Ağlayan zırlayanları ibretle izleyip bütün kuulluğumla en arkaya geçip oturdum, öğretmenimi bekledim kendi halimde. Herkesin anası danası yanındaydı, alla alla dedim biz mi yanlış yaptık? Ben çıkayım annem mi gelse diye düşünürken öğretmenim geldi.
Bizle tanıştı. Çikolata dağıttı hepimize. Sonra onların folyolarını top yaptırıp basket attırdı çöp sepetine. Biraz konuşup postaladı bizi.
Çocukluktan kalan güzel anılardan biridir benim için.

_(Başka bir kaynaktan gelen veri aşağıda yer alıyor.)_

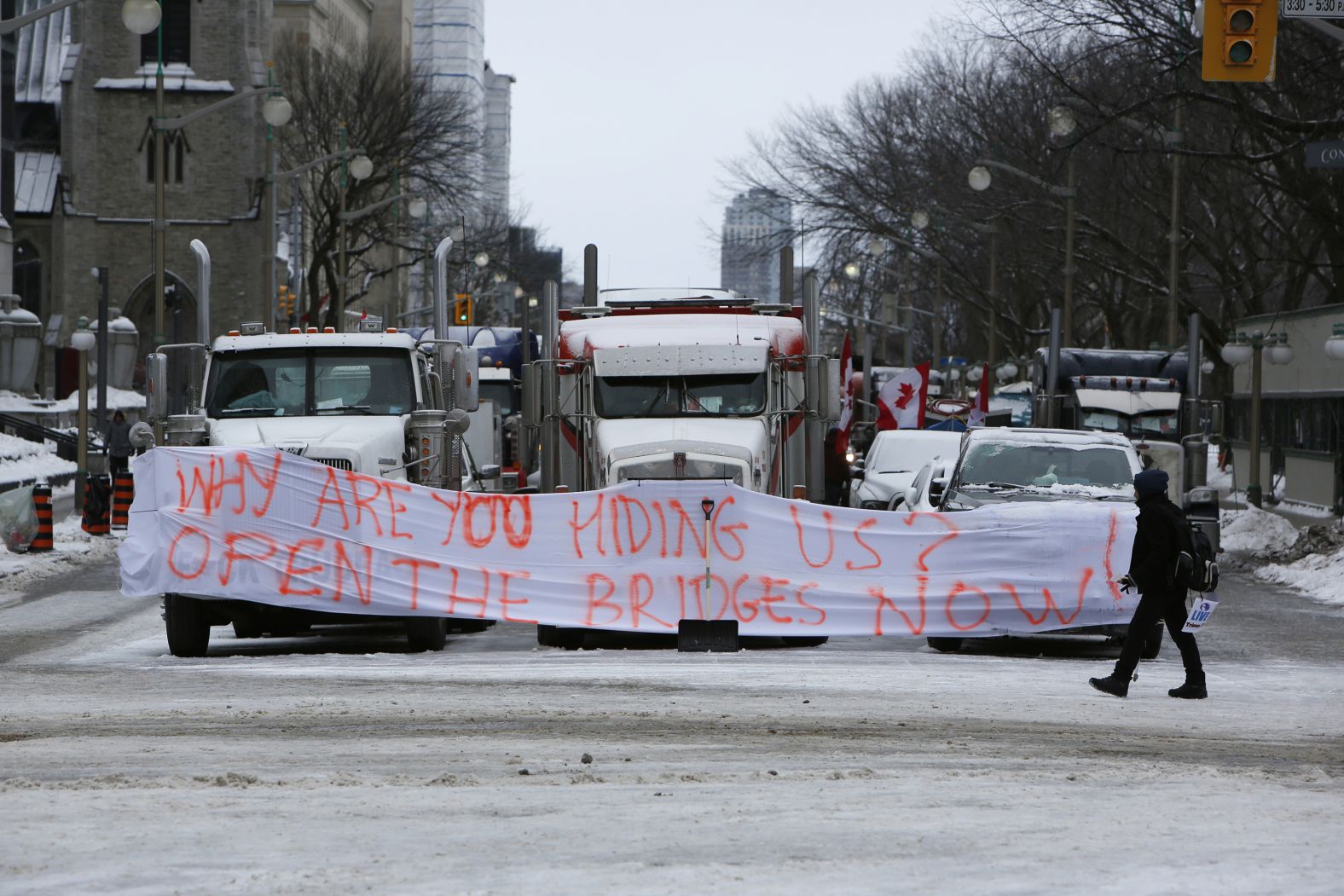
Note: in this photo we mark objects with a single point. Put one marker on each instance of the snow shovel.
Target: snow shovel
(707, 636)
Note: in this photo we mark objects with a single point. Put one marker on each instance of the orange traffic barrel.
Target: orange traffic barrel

ilk gün sınıfta 2 tane arkadaşım olmuştu.
Şimdi şöyle anlatayım:
X, benim adım hasan seninki ne?
Sonra diğeri de söyledi adını, bende söyledim 3 kişi el sıkışıp 'biz arkadaş olduk' demiştik.
Gülünç bi durum şimdi düşününce antlaşma yapar gibi el sıkışıp arkadaş olmuştuk.

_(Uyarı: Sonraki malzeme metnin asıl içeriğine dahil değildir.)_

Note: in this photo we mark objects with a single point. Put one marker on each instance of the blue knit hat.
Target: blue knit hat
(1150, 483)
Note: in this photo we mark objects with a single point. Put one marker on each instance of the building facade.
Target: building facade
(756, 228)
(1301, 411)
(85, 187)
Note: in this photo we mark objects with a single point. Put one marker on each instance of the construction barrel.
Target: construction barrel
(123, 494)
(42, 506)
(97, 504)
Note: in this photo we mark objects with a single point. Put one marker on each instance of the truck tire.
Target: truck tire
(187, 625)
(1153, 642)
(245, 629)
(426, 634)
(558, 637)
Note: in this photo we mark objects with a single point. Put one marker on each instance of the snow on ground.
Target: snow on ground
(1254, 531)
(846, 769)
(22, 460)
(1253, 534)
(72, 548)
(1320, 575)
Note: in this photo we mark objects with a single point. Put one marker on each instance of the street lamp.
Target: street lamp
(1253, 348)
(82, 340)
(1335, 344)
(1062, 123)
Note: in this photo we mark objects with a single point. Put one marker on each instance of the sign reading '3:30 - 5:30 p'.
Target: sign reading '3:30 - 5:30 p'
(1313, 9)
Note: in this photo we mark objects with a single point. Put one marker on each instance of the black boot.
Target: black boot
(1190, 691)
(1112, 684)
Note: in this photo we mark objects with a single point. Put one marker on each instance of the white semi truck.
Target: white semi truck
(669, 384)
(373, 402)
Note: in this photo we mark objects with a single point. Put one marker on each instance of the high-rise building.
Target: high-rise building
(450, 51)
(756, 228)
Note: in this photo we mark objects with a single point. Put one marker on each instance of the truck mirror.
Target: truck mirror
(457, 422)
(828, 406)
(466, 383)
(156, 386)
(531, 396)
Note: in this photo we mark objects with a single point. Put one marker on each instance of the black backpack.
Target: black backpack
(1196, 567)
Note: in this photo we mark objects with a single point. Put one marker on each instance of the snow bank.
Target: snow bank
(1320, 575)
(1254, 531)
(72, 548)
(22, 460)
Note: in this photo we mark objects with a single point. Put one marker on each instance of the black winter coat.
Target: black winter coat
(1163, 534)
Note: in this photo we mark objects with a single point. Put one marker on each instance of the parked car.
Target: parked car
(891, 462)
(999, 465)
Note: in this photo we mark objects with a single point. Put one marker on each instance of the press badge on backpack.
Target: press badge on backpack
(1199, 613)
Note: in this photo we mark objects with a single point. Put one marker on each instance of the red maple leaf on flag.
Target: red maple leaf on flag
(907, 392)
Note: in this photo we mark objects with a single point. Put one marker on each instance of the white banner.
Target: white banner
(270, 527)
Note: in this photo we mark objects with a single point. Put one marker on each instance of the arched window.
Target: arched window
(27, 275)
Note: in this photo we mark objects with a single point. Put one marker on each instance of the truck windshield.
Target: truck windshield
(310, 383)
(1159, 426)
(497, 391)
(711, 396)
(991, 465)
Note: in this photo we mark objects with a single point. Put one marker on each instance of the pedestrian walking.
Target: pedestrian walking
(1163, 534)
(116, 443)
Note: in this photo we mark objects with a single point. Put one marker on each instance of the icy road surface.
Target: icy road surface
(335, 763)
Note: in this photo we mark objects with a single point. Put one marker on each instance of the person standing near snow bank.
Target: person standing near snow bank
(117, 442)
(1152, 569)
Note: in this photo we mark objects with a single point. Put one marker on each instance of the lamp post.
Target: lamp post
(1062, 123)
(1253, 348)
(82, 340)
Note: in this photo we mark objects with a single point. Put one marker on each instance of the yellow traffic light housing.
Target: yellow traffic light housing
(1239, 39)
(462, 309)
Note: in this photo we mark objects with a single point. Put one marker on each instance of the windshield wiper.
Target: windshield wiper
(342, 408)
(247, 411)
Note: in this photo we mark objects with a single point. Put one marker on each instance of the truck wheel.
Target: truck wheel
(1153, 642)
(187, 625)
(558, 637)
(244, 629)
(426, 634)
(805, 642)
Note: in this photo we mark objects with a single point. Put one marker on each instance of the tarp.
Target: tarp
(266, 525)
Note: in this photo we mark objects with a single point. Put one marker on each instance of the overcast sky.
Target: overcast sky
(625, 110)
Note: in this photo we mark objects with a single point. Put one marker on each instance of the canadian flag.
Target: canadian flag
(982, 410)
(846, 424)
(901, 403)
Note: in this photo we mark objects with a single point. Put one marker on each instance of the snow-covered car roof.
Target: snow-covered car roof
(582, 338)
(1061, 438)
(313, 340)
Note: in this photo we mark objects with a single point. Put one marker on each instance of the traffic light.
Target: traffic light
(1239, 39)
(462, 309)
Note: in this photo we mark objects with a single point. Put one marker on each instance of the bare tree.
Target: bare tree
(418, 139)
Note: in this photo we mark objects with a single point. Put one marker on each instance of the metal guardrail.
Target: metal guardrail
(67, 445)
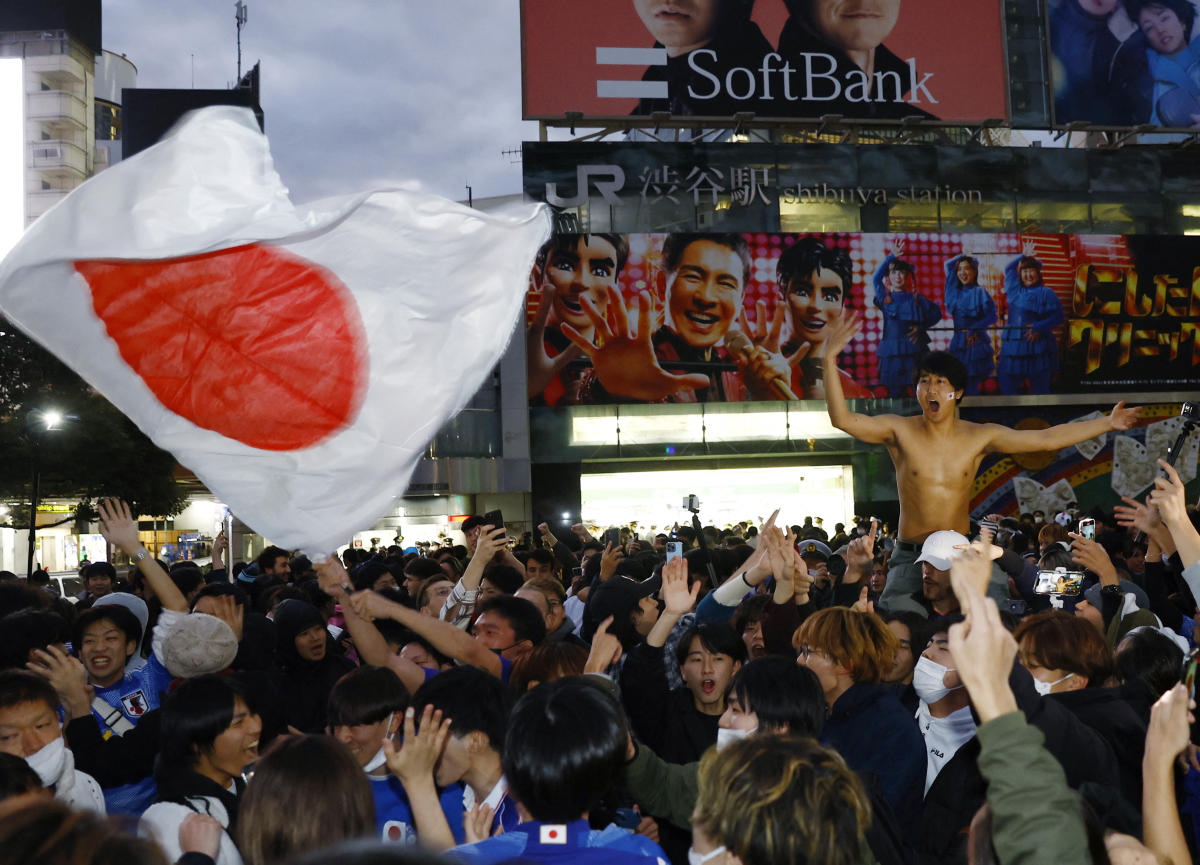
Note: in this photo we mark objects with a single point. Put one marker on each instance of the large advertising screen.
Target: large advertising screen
(679, 318)
(859, 59)
(1128, 62)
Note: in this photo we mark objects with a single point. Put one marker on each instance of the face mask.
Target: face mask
(1043, 688)
(381, 757)
(929, 678)
(695, 858)
(48, 762)
(724, 737)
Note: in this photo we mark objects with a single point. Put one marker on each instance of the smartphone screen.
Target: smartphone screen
(1059, 583)
(1188, 676)
(495, 518)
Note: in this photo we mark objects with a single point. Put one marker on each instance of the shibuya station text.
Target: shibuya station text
(817, 80)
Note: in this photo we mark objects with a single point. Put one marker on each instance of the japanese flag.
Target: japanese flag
(297, 360)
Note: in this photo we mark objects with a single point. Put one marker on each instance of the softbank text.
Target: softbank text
(816, 82)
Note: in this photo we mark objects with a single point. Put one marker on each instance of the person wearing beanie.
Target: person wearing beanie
(309, 665)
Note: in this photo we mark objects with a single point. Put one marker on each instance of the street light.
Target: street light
(37, 424)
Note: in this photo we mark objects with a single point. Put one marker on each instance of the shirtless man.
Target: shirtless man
(936, 455)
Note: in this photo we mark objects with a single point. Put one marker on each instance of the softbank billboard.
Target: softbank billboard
(805, 59)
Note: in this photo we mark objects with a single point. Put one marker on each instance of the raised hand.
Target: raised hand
(983, 649)
(541, 366)
(971, 571)
(605, 649)
(677, 596)
(415, 758)
(118, 526)
(491, 541)
(624, 359)
(201, 834)
(477, 823)
(1134, 515)
(1091, 556)
(863, 605)
(331, 576)
(841, 329)
(1168, 497)
(66, 676)
(1123, 418)
(610, 558)
(227, 608)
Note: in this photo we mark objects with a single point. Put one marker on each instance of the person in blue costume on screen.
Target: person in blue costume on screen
(1029, 352)
(973, 311)
(907, 317)
(1174, 59)
(1097, 77)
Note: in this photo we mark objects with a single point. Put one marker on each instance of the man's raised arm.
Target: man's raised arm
(1007, 440)
(450, 641)
(873, 430)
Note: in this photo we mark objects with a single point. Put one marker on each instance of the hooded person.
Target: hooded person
(309, 665)
(30, 730)
(850, 50)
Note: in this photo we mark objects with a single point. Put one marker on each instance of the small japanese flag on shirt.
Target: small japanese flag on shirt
(297, 360)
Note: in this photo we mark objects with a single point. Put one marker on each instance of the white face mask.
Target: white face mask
(381, 757)
(695, 858)
(1043, 688)
(48, 762)
(724, 737)
(929, 680)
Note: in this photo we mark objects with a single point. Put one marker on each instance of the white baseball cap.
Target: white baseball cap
(939, 548)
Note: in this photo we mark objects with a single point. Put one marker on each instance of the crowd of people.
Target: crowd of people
(771, 695)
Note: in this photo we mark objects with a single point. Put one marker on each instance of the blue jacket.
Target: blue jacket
(905, 310)
(876, 736)
(973, 311)
(573, 844)
(1037, 307)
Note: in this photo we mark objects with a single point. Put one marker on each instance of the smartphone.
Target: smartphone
(495, 518)
(627, 818)
(1188, 674)
(1059, 582)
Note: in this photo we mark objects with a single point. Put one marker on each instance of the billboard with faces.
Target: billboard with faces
(648, 318)
(859, 59)
(1126, 62)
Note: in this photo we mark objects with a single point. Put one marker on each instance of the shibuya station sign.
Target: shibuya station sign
(804, 59)
(735, 185)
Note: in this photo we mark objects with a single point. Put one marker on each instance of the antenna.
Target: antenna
(240, 14)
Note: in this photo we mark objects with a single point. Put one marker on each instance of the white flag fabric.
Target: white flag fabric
(297, 360)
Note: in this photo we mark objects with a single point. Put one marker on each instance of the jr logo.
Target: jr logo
(609, 187)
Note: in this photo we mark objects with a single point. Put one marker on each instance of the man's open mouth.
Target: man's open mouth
(672, 13)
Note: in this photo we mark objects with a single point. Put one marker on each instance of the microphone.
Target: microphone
(739, 344)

anne baba'ya sınıfın camından bakarken sanki bir daha hiç eve gidemeyecek gibi hissetmenin anıydı yaşadığım. o küçük yaşta okulda yatılı kalacak gibi bir his oluşmuştu. ve herkeste şaşkın şaşkın birbirine bakışlar. ama ikinci gün herkes birbiriyle kaynaşmıştı.

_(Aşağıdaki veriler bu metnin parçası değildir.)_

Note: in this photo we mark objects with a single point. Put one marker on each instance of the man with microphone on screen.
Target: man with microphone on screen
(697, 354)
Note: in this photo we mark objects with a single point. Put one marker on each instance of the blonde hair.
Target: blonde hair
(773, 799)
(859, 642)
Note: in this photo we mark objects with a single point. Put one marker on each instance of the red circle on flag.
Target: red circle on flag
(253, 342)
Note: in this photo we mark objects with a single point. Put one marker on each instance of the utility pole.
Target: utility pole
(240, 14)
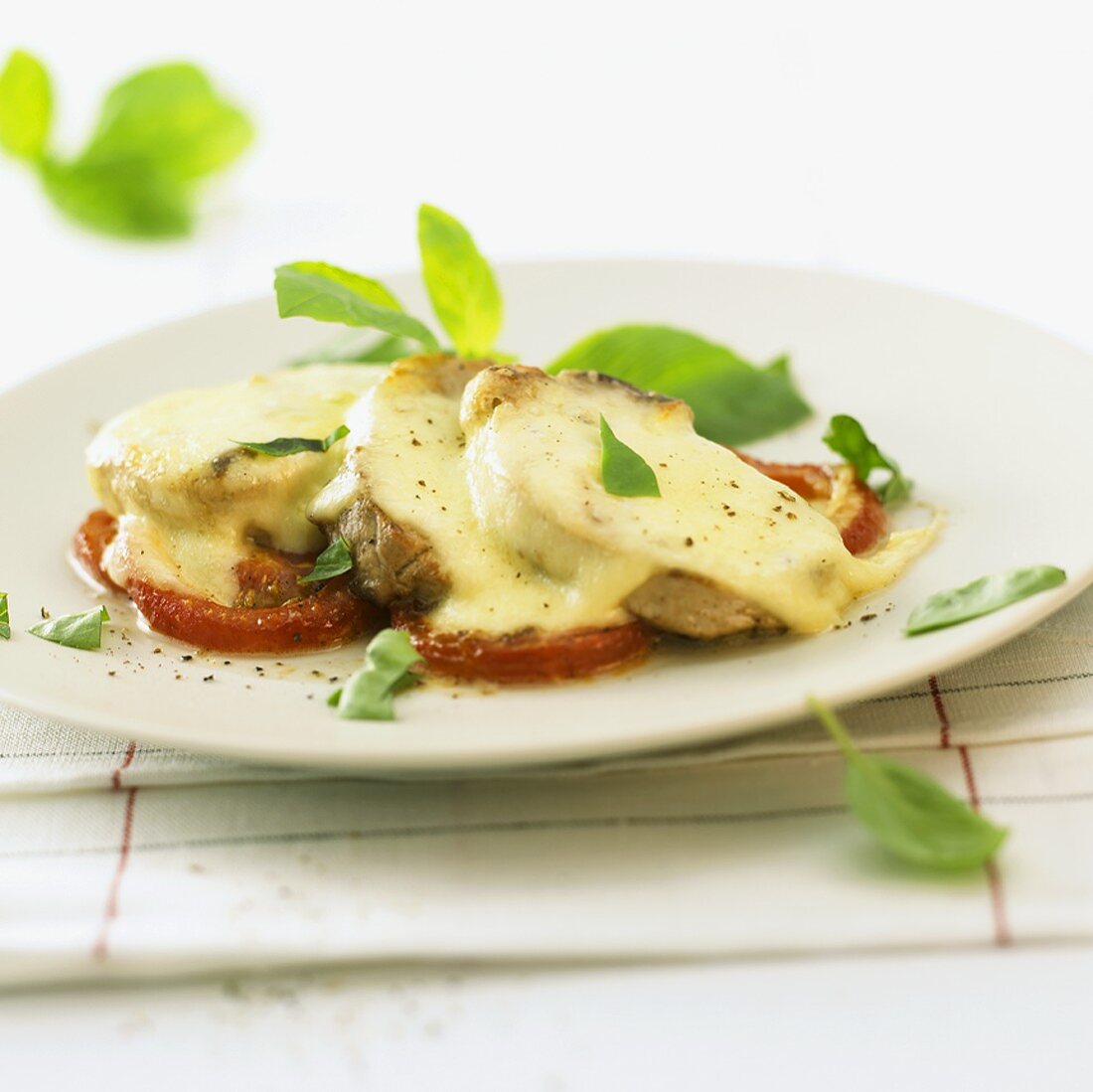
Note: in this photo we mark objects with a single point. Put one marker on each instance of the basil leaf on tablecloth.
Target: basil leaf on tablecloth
(907, 811)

o kadar hiperaktif ve sosyal bir çocuktum ki annemin sınıfta ilk dakikalardan sıkılıp eve kovalamıştım. veletler ağlıyordu annee aneeeee diye ben kovaladım kadıncağızı.
ilk günü hatırlamam ama 3 4 gün sonra aşı için gelen vicdansızları hatırlarım, tek tek sıraya dizip 45 kişinin koluna iğne sokup yolluyorlardı okuldan o gün nefret etmiştim.
Bas bas bağırıp çığlık atıyordum. Babaannem vardı götünden ayrılmıyordum. En son sakinleştirdiler ailem eve gitti derste tuvalete gidicem diyip kaçmıştım Eve aq. Ve bu 1 ay böyle devam ettim ben kaçtım onlar geri götürdü.
3 sira arkada, sinifa girmeden once baharatli cips yiyen cocugun tum siddetiyle uzerime kusmasi ve benim disimda hickimsenin hicbiryerine bir sey gelmemesi. butun gun kusmuk kokmam, aglamam, ve tanimadigim bir annenin beni teselli ederek uzerimi temizlemesi.